Despite Midori’s heroics, Heras-Casado disappointing in LA Phil concert of music by Kodaly, Eötvös, and Bartok
January 23, 2013 Leave a comment
Recently, whenever there has been an opening for a music directorship at an orchestra, Pablo Heras-Casado usually gets included in the list of candidates to be considered. The 30-something Spanish maestro has many admirers and proponents, and he gets his fair share of positive press. The New York Philharmonic just announced that he’ll be making his debut with that esteemed orchestra in the coming 2013/14 season.
Frankly, I don’t really understand what the fuss is all about.

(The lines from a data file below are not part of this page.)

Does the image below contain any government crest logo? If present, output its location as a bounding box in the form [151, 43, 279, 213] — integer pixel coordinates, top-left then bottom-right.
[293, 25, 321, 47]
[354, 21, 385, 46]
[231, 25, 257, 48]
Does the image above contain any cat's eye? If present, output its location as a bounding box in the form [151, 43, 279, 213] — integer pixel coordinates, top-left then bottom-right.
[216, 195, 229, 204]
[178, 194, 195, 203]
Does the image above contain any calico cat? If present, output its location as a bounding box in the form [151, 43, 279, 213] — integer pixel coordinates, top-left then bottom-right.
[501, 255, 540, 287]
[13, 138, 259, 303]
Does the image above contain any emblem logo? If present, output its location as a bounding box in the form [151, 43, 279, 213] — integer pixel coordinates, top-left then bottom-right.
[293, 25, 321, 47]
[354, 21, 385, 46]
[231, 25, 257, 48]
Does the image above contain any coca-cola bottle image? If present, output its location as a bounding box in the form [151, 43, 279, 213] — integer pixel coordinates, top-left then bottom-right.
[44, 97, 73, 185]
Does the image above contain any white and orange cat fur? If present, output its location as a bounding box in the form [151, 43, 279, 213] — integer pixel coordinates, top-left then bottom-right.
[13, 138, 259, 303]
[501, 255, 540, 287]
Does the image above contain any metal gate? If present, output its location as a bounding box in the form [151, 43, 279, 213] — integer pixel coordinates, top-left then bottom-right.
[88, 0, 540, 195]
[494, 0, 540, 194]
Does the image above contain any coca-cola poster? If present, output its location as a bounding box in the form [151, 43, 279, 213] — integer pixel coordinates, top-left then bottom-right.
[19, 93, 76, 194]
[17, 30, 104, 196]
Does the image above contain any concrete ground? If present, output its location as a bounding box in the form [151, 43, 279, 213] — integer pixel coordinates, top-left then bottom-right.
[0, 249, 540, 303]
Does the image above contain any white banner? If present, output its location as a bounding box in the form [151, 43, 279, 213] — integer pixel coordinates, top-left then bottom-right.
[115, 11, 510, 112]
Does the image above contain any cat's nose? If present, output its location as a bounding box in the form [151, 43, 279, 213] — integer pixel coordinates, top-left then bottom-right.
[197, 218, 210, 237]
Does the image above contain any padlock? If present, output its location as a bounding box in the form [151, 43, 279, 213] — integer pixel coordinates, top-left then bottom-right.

This past Sunday marked the third time I’ve seen him conduct the Los Angeles Philharmonic over the past few years. Taken together, those concerts have had him conducting a fairly broad swath of the repertoire: Mendelssohn, Mahler, Stravinsky, Debussy, Takemitsu, and now, Kodaly, Eötvös, and Bartok. My collective take away is that he is a competent conductor, but with thoroughly middle-of-the-road interpretations at best. Mind you, that isn’t a bad thing in and of itself; however, I’d hope that if a conductor were to go down that route, he (or she) would be able to get this orchestra to sound as good as it can — and I’ve never experienced that when Mr. Heras-Casado is on the podium at Walt Disney Concert Hall.
Take Bartok’s Concerto for Orchestra. This is whiz-bang sort of work that, by design, should easily make an orchestra shine. The LA Phil certainly performs the piece fairly often in addition to having recorded it under three of its Music Directors (four, if you count the DVD release of the video from the 1970′s with Zubin Mehta conducting). Whenever they perform it, I expect either a nuanced performance or a rousing one — if/when we were lucky, perhaps both.
Sadly, Mr. Heras-Casado’s version this past Sunday offered neither.